No. Traditional governance focuses on compliance and control. This focuses on clarity. Governance becomes a by-product of shared understanding, not a layer of process people work around.
Who owns this?
The business owns the concepts and meaning. Architecture facilitates and maintains the model. Technology teams implement against it. Ownership becomes clearer, not more centralised.
What changes for delivery teams tomorrow?
Initially, very little. Over time, initiatives will reference impacted data concepts upfront, which reduces surprises later. It's additive, not disruptive.

Procurement & vendors

How does this help procurement?
We buy systems based on how well they support our defined data concepts, not feature lists. That makes vendor comparisons clearer and reduces lock-in and over-customisation.
Will vendors push back?
Good vendors already expect this. It actually simplifies conversations because requirements are clearer and more stable. We're being explicit about what matters to us.
How is this different from "system of record"?
"System of record" assumes one system owns everything. Reality is messier.
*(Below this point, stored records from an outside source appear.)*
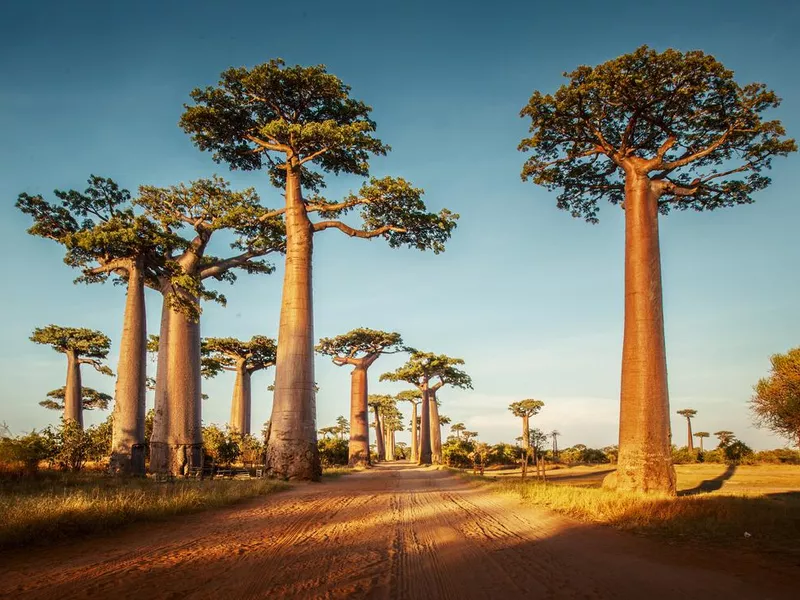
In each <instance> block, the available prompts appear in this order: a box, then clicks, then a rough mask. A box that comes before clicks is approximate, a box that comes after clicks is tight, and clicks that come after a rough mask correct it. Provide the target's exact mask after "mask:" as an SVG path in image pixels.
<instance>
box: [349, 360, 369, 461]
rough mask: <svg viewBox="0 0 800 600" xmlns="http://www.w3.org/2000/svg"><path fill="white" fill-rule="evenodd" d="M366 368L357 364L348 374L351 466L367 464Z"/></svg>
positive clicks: (349, 457) (367, 424) (367, 439)
mask: <svg viewBox="0 0 800 600" xmlns="http://www.w3.org/2000/svg"><path fill="white" fill-rule="evenodd" d="M367 385H368V384H367V369H366V368H364V367H362V366H357V367H355V368H354V369H353V372H352V373H351V374H350V441H349V442H348V445H347V447H348V464H349V465H350V466H351V467H365V466H367V465H369V405H368V404H367V398H368V396H369V393H368V389H367Z"/></svg>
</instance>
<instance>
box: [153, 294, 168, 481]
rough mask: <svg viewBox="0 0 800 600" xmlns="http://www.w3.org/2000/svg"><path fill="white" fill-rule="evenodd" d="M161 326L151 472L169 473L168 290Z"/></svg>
mask: <svg viewBox="0 0 800 600" xmlns="http://www.w3.org/2000/svg"><path fill="white" fill-rule="evenodd" d="M162 294H163V305H162V307H161V327H160V330H159V333H158V357H157V361H158V362H157V365H156V389H155V406H154V410H153V433H151V434H150V467H149V470H150V472H151V473H167V472H168V471H169V446H168V444H167V439H168V438H169V409H168V397H169V390H168V386H169V377H168V373H167V370H168V367H167V357H168V352H167V348H168V347H169V319H170V315H171V314H172V310H171V309H170V306H169V299H168V296H167V292H164V291H162Z"/></svg>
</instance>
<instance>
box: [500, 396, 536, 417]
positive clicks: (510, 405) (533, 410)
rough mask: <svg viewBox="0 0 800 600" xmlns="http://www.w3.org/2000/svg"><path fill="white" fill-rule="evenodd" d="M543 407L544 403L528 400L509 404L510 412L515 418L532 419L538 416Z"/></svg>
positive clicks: (509, 408)
mask: <svg viewBox="0 0 800 600" xmlns="http://www.w3.org/2000/svg"><path fill="white" fill-rule="evenodd" d="M543 407H544V402H543V401H541V400H534V399H532V398H528V399H526V400H519V401H518V402H512V403H511V404H509V406H508V410H510V411H511V413H512V414H513V415H514V416H515V417H532V416H534V415H536V414H538V413H539V411H540V410H542V408H543Z"/></svg>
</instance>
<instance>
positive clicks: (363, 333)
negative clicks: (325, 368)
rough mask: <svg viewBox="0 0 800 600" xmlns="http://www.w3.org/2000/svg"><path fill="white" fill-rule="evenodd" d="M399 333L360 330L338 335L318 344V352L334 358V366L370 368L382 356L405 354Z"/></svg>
mask: <svg viewBox="0 0 800 600" xmlns="http://www.w3.org/2000/svg"><path fill="white" fill-rule="evenodd" d="M402 344H403V338H402V337H401V336H400V334H399V333H396V332H392V333H389V332H386V331H377V330H375V329H366V328H363V327H362V328H359V329H353V330H352V331H350V332H348V333H345V334H342V335H337V336H336V337H333V338H322V339H321V340H320V341H319V344H317V352H319V353H320V354H325V355H327V356H332V357H333V362H334V364H336V365H338V366H342V365H348V364H349V365H355V366H362V365H363V366H366V367H369V366H370V365H371V364H372V363H373V362H375V360H377V358H378V357H379V356H380V355H381V354H395V353H397V352H403V351H404V350H405V347H404V346H403V345H402Z"/></svg>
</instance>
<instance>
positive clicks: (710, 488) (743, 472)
mask: <svg viewBox="0 0 800 600" xmlns="http://www.w3.org/2000/svg"><path fill="white" fill-rule="evenodd" d="M576 469H578V470H577V471H576V472H573V473H572V474H571V477H570V474H569V473H568V471H569V469H565V470H564V471H567V473H563V472H562V473H560V476H559V477H555V476H553V477H550V474H549V473H548V477H549V479H548V483H542V482H538V481H536V480H531V479H528V480H527V481H525V482H522V481H521V480H520V479H519V478H518V477H510V476H508V475H503V476H500V477H491V476H487V477H483V478H481V477H475V476H472V475H469V474H467V475H466V477H468V478H469V479H471V480H473V481H478V482H480V483H482V484H487V485H488V487H489V488H490V489H492V490H494V491H496V492H498V493H503V494H510V495H513V496H516V497H519V498H521V499H522V500H523V501H524V502H527V503H531V504H536V505H539V506H544V507H546V508H549V509H551V510H554V511H556V512H559V513H562V514H566V515H569V516H571V517H573V518H576V519H579V520H581V521H585V522H591V523H599V524H604V525H610V526H612V527H615V528H617V529H621V530H625V531H631V532H635V533H639V534H645V535H651V536H658V537H661V538H666V539H670V540H681V541H686V542H700V543H712V544H726V545H730V546H733V547H737V548H739V547H741V548H743V549H752V550H756V551H759V552H765V553H773V552H775V553H786V554H791V555H794V557H795V558H794V559H793V560H796V558H797V557H798V556H800V467H792V466H785V465H775V466H742V467H736V468H735V469H730V468H728V467H726V466H725V465H680V466H678V467H677V473H678V489H679V493H684V494H686V495H680V496H678V497H677V498H669V497H663V496H651V495H644V494H634V493H623V492H616V491H613V490H605V489H602V488H601V487H600V482H601V481H602V477H603V476H604V473H603V472H602V471H606V472H607V468H606V469H598V468H596V467H582V468H576ZM740 471H741V472H740ZM555 474H556V473H553V475H555ZM462 476H464V475H463V474H462ZM570 478H572V479H574V482H575V483H576V484H578V485H572V484H570ZM579 486H581V487H579ZM590 486H591V487H590ZM717 486H720V487H719V488H718V489H715V488H717ZM707 490H712V491H707ZM687 492H690V493H688V494H687ZM746 534H747V535H746Z"/></svg>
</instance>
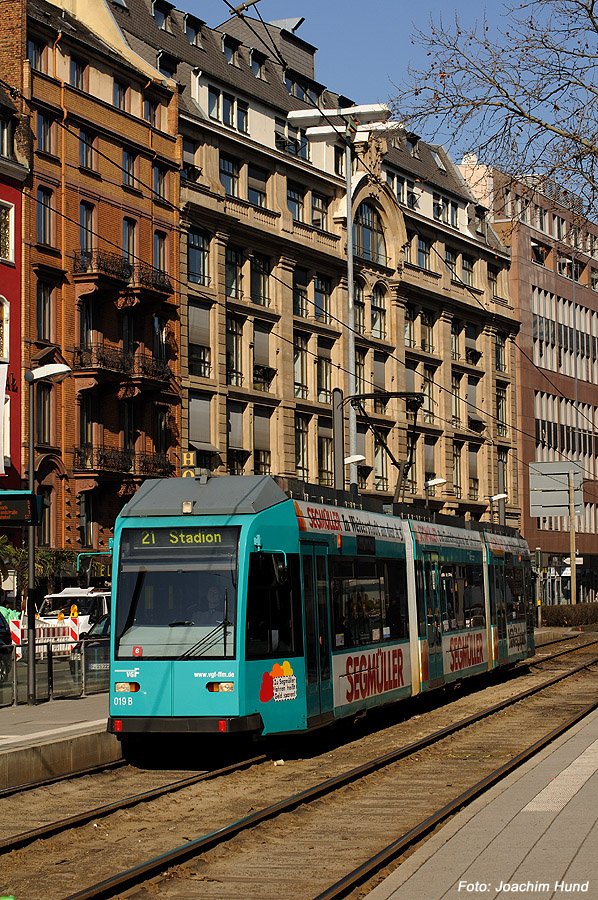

This defines source of truth at the data level, by attribute and purpose, which reflects how organisations actually operate.

Outcomes & risk

How do we know this is working?
You'll see fewer integration surprises, cleaner investment decisions, and architecture that doesn't need to be redrawn every time a system changes. It shows up as reduced friction, not a dashboard metric.
What's the risk if we don't do this?
We stay tied to vendor decisions, keep re-doing architecture work, and carry hidden cost every time a system changes. This is about reducing long-term risk, not adding new process.
What decision are you asking us to make today?
To endorse Conceptual Data Objects as the primary anchor for enterprise integration and governance. In short: agree that applications are replaceable, and data concepts are enduring.
Anchor decisions in meaning, not in vendor roadmaps.